RES History: Science Flashback (July '23)

RES History

Join Communication Committee member Samson Kosemani as he looks back into the great science hidden in the RES archives.

 The Incomplete Digestion of Proteins Taken up by Macrophages

Is there any correlation between the partial digestion of antigens within macrophages and delayed hypersensitivity? How and where does part of the ingested antigen escape complete degradation? Is the persistent antigen localized on the cellular membrane, in endocytic vesicles, or in pino-lysosomes? Is incomplete digestion the result of an uptake ability that exceeds the capacity for digestion? Does the lysosomal hydrolase content of macrophages influence intracellular digestion? Wiener and Curelaru in 1972 answered the last two questions when they studied the ingestion and digestion of two radiolabeled antigenic proteins, heat-agglutinated human serum albumin (HSA) and keyhole limpet hemocyanin (KLH), with 125I or 131I by cultured mouse peritoneal macrophages. They observed that the uptake of these proteins was comparable to the level of certain lysosomal hydrolases, such as cathepsin D, in the macrophages.
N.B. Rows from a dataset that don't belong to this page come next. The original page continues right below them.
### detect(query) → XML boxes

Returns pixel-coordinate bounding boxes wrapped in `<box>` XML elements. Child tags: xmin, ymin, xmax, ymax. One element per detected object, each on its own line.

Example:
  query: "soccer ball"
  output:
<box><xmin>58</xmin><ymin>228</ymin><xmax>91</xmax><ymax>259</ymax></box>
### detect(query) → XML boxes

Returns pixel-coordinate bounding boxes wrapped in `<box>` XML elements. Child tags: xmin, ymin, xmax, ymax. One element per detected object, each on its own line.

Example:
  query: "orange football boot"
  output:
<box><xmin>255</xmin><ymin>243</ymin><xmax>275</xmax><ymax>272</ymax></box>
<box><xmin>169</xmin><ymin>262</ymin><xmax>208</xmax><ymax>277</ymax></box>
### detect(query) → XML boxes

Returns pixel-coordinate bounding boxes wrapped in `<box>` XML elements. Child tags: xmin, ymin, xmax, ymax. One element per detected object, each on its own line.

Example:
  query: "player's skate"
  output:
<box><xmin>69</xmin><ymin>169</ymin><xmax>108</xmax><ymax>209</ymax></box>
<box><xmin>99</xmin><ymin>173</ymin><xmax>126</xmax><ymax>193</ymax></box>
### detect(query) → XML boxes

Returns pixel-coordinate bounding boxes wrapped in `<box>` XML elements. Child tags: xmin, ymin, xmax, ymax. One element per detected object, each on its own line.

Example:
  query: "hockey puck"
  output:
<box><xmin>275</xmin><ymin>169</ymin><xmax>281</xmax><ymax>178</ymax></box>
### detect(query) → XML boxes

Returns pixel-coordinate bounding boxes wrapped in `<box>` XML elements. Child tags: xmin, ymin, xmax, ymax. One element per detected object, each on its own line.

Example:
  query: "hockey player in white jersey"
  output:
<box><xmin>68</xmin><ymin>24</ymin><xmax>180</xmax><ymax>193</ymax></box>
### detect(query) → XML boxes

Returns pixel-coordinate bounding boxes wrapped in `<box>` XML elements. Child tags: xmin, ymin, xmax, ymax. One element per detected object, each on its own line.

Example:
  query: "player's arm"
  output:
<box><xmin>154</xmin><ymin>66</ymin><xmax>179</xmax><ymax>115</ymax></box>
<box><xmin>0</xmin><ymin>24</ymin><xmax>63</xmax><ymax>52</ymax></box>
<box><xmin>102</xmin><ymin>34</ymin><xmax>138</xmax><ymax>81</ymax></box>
Also, the level of the undigested protein in the macrophage culture is independent of the amount endocytosed. Lastly, Wiener and Curelaru established a relationship between the degree of protein degradation and the macrophage content of certain acid hydrolases. In their words, “It seems that after their uptake, a constant part of the proteins is channeled into a pino-lysosomal compartment in which any amount of these macromolecules entering it can be hydrolyzed. The remaining endocytosed material is apparently shunted to sites where complete proteolysis is not carried out. The stimulated protein digestion in lysosome-rich macrophages might be due to an expansion of the proteolytic compartment”.